More on ‘by the by’

I wrote a little about variant spellings of “by the by” a while back, but at the time I was thinking the phrase in terms of its use as an alternative to “by the way” in the sense of being a sort of clarifying interjection.

And I’m at least familiar with a similar-but-different usage, “[in the [sweet]] by-and-by” for the (sometimes concurrent) passage of time.

What I don’t think I’ve noticed before is “[is] by the by” as an alternative to “beside the point” or maybe “neither here nor there”, as in this metafilter comment de-emphasizing the role of scammers in the purported collapse of eBay:

“It happens all the time and will keep on happening. The fact that Nigerian scammers helped speed up that decline is by the by.”
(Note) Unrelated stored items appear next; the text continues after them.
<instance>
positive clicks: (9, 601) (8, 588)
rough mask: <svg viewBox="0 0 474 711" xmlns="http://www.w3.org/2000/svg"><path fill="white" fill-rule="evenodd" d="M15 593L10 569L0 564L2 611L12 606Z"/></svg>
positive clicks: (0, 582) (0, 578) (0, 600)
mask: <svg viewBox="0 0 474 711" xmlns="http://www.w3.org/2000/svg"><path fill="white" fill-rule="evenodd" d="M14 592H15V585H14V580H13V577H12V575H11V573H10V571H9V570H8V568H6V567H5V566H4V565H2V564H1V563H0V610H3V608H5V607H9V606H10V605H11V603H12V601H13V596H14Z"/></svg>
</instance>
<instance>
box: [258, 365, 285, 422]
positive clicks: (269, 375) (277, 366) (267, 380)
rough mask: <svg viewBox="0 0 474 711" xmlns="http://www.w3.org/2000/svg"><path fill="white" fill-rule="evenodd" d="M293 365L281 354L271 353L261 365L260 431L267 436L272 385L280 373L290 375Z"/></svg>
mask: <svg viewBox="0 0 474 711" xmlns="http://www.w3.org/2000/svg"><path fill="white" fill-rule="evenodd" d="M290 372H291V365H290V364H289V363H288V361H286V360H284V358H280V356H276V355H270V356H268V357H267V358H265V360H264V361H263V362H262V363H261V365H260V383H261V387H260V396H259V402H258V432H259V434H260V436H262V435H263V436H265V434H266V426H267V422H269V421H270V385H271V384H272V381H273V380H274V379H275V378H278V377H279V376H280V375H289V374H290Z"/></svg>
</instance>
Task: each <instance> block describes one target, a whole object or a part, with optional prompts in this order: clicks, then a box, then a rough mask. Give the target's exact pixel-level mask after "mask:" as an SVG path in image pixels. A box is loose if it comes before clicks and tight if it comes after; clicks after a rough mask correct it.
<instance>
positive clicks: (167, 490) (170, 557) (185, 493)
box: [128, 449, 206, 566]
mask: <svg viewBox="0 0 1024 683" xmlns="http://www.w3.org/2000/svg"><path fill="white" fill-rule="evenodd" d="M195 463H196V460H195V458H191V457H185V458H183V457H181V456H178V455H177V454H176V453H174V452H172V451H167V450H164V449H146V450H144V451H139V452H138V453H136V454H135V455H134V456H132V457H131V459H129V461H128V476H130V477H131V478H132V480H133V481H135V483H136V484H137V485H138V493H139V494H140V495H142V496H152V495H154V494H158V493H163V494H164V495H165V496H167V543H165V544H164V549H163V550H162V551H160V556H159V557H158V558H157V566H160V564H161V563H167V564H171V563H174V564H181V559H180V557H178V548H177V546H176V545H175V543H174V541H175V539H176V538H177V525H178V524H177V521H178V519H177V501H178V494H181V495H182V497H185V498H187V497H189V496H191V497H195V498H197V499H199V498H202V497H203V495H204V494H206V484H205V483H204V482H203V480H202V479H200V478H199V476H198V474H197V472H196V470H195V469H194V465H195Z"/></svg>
A google search for “is by the by” turns up about 14K raw hits. 

That includes some noise, such as comma-offset uses of the by-the-way meaning (”Which is, by the by, the way in which the Jesus story is different than…”, “Wynad is, by the by, remarkably full of antiquities”) or weird hyphen-boundary collisions (”…and is by the by-laws considered…”, “‘If the election has not been held on the date so designated (that is, by the by-laws)”).

But the noise seems to be a minority; most of the results are genuine hits. 

There are a lot of sentence-terminal hits, with some sort of unesettled question (”Whether or not it’s merely engendered…is by the by.”, “this may or may not actually be so, but that is by the by.”, “Whether you agree or not is by the by.”) or an assertion (”The fact these alleged incidents took place at an Embassy, is by the by.), or some sort of pronominal representation of same with “this”, “that”, “all this” (Hi, languagehat!), etc standing in before the final “is by and by”.

I’m also finding people using it in non-terminal positions in sentences/clauses (”If there is information in an essay, it is by-the-by, and if…”) and in some cases using the phrase not as a noun itself but a modifier of some other noun (”All of which is by the by ramble on my part I suspect…”).

None of which strikes me as surprising, to be clear.  But it’s something that jumped out at me this morning; I’ve managed to just plain not notice whatever occurances of this I might have encountered in the past.  Have I in the past heard or read it and gotten the context but dismissed the specific usage?  Been puzzled but let it go?  Misanalyzed it as taking the by-the-way meaning and just shrugged off any oddities produced thereby?  Heck if I know!

Is this a regionalism to some extent, more common in English-speaking cultures outside of the US or the Pacific Northwest of same?  I happen to know that the commenter from mefi, above, is Australian, and a fair share of the hits include .au or .co.uk urls, but that’s pretty thin stuff on which to base such a speculation.